The End TB strategy aims to end the global TB epidemic, with targets to reduce TB deaths by 95% and to cut new cases by 90% between 2015 and 2035. It sets interim milestones for 2020, 2025, and 2030. However, it seems very difficult to realize these objectives as it is still business as usual. Current efforts, the experts said, will not end TB by 2035 but by 2182. For the fight against TB to be successful, we need to have integrated health systems; increased investments for improving socio-economic conditions of people; and patient-driven approaches.

The need to eliminate malaria

Malaria has been a health burden for over 50 years. It is proving to be a huge drain on economy, it keeps children out of school and causes serious health concerns as well as deaths. Added to this is the new risk of drug resistant malaria which has already raised its ugly head. Eliminating malaria should be a priority for governments. There is need for political leadership to implement specific programmes to stop malaria by 2030. The good news is that by 2025 some 50% of the regions that are prone to malaria  will be  malaria free.
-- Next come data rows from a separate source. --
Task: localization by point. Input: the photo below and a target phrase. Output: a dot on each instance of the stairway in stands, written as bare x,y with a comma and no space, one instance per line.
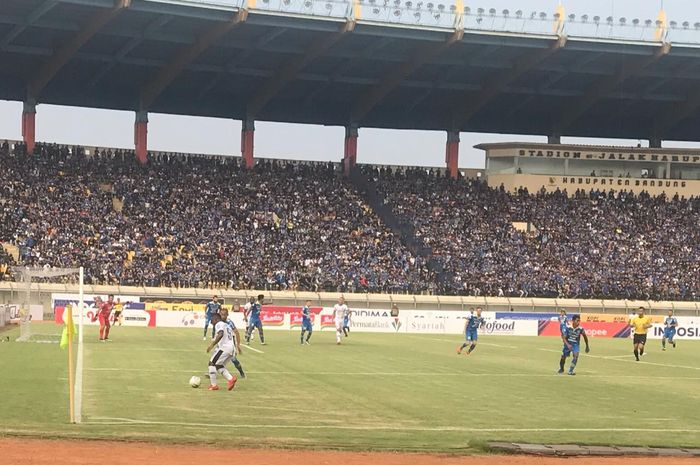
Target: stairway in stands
405,231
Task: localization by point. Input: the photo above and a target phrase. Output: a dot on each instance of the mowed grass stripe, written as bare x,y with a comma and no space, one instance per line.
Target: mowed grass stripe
376,391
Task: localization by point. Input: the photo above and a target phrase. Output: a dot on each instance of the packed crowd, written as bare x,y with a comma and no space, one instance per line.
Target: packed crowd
593,245
187,221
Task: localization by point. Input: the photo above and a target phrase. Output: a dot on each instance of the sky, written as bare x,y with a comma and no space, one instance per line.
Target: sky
105,128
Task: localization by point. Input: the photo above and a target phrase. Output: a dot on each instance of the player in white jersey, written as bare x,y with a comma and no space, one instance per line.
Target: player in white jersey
225,347
339,312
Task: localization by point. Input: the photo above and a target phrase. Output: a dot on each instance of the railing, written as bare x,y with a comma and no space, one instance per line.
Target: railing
446,15
41,293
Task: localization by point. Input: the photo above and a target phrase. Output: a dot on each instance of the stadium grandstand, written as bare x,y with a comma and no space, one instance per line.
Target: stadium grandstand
204,221
184,289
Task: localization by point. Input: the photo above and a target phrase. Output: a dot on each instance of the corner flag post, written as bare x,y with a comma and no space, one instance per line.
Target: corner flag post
68,320
82,306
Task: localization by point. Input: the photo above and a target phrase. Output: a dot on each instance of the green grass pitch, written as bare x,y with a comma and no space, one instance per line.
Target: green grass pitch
376,391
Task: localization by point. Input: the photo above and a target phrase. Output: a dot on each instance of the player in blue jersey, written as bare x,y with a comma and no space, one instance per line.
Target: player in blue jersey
254,321
670,325
563,321
306,325
572,339
471,326
212,308
236,341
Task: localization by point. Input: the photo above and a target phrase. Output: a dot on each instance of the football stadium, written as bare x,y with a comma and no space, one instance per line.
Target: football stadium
171,307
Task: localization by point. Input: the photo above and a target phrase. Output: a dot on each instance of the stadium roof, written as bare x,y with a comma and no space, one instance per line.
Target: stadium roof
376,63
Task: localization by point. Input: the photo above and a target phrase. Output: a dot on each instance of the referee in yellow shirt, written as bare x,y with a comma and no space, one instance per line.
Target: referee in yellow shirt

No meaningful reductions in TB, malaria and AMR

Dr Anna Mukwaya, said that her country, Uganda, is a high burden country for TB and malaria and that HIV is driving TB epidemic in Africa. According to her, in many poor countries, one cannot expect any meaningful reductions in TB and malaria as very often medicine are not available, and health systems are ill equipped to deal with infectious diseases. There is attention on individual diseases but not on strengthening health systems. To reduce incidence of TB, it is important to reduce new HIV infections and provide anti retroviral drugs to all people living with HIV. Rural areas, urban slums and other hard to reach areas, need innovative interventions. Dr Mukwaya said that we need to find men and treat them, as most surveys show that men are often missed by many TB programmes and there is a huge gap between men who come to clinics and those who have the disease.
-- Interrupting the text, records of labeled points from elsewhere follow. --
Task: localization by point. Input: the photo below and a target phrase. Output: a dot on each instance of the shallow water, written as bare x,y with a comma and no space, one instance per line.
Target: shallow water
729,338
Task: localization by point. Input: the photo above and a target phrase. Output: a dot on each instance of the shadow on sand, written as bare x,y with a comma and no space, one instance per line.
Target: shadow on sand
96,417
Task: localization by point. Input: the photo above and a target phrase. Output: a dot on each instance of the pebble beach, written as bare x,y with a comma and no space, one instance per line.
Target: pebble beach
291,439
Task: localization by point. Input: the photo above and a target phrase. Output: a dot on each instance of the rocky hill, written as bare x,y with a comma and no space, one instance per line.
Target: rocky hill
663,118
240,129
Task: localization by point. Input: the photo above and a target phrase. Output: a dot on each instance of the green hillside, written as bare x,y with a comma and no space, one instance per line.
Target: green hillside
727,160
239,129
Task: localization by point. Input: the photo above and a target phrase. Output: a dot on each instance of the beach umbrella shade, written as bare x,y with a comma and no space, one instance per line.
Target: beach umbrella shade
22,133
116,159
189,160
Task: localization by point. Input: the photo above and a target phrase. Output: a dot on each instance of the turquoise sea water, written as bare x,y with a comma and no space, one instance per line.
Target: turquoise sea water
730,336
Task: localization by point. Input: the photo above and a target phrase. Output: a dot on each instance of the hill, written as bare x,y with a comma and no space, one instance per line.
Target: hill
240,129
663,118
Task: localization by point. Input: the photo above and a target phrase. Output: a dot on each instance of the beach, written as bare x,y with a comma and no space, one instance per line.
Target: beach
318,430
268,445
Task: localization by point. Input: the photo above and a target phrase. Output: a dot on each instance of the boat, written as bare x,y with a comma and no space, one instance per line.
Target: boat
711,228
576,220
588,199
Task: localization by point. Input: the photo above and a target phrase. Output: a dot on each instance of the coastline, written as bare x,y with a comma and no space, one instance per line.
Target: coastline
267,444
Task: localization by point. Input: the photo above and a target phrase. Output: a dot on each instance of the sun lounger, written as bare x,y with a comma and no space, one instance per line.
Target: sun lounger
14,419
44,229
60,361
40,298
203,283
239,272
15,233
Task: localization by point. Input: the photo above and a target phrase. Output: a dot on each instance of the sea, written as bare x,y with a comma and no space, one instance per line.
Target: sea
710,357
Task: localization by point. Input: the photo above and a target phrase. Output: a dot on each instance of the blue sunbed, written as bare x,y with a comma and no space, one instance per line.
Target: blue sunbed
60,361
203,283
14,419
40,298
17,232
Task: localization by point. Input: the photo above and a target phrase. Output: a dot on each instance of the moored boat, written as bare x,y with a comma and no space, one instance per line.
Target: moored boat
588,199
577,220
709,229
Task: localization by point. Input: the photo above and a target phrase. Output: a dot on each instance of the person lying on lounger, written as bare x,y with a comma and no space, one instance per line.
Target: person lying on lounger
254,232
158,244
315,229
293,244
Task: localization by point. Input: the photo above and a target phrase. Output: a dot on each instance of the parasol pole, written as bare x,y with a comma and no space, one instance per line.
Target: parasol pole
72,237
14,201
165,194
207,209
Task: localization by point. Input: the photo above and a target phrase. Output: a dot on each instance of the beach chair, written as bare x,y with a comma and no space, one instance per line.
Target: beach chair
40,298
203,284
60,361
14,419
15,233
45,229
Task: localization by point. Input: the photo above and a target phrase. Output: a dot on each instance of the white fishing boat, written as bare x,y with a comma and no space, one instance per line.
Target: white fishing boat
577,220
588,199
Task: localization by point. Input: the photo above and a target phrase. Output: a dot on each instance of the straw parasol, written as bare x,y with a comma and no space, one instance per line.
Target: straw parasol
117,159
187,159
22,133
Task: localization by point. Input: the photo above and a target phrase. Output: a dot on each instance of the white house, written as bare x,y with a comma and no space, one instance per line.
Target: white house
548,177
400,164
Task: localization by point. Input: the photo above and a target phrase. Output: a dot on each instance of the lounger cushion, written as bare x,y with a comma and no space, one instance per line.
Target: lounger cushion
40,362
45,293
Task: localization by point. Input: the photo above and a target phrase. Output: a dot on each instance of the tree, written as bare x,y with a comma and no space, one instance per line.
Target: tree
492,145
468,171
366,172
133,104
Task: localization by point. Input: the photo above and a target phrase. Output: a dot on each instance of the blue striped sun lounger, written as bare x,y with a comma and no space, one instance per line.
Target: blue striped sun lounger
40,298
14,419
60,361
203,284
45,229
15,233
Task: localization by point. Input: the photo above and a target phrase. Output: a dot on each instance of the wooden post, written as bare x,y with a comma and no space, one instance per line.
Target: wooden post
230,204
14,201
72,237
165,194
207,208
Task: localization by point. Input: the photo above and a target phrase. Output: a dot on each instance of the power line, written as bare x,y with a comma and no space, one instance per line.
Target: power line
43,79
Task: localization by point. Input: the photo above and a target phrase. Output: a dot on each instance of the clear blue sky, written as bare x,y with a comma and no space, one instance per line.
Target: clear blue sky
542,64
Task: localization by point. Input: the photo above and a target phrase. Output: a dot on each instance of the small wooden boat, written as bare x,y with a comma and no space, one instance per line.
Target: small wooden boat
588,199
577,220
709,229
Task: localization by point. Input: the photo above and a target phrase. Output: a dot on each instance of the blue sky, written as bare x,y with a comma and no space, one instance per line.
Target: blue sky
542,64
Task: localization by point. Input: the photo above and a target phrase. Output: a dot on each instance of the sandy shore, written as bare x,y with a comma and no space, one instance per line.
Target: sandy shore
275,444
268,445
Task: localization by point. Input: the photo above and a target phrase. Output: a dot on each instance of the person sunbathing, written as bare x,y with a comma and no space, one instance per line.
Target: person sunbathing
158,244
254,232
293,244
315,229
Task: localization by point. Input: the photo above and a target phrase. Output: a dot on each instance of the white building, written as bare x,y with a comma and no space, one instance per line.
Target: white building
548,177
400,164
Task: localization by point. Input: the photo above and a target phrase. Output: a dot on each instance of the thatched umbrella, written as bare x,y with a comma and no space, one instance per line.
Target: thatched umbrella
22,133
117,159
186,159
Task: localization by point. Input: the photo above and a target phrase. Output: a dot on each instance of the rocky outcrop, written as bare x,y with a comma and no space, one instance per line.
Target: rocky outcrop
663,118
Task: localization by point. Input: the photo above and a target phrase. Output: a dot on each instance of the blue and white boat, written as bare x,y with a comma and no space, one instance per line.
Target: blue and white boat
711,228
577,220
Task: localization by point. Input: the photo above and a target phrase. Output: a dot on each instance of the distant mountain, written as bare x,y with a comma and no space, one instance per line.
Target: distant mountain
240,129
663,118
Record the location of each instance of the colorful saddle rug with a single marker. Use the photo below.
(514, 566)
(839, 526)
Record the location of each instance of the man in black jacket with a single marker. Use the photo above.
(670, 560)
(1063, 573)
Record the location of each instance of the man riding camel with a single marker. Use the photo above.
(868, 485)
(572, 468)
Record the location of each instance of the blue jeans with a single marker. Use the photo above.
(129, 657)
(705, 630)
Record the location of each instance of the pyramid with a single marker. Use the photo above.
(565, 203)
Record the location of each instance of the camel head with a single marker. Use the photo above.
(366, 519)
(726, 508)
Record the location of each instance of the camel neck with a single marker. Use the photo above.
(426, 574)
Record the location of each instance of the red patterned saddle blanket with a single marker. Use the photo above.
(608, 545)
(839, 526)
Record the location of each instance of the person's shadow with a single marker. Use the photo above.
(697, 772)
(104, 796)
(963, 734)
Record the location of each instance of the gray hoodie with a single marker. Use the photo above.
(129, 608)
Multi drug resistant TB (MDR-TB)

According to Dr. Caminero, MDR-TB can be avoided, and cured. In 2014, 9.6 million new cases of all forms of TB were recorded with 1.1 million deaths; while 1.2 million HIV associated TB cases recorded 390,000 deaths. There were 480,000 MDR-TB cases and 190,000 deaths. MDR TB accounts for 3% of all new TB cases. In 2013, 50% of new MDR-TB had never been treated for TB highlighting the importance of transmission and the lack of appropriate infection control measures, particularly at community level. So poor management of drug susceptible TB is the main cause of MDR-TB. It can be avoided by strengthening  national TB programmes with good management of susceptible TB cases. Diagnosing and treating each case of TB and MDR-TB is key to prevent further transmission. Use of the new shortened treatment regimens and incorporating of new drugs can go a long way in dealing with MDR-TB and improve success rates. SDGs are not a new ideology. Countries need to deal with disease control, by being more accountable. They should address market driven mindsets as hardly any concrete efforts from them can be seen as 2017 approaches. There is need for some significant policy changes, including universal health coverage, to get success in the reduction of these diseases worldwide.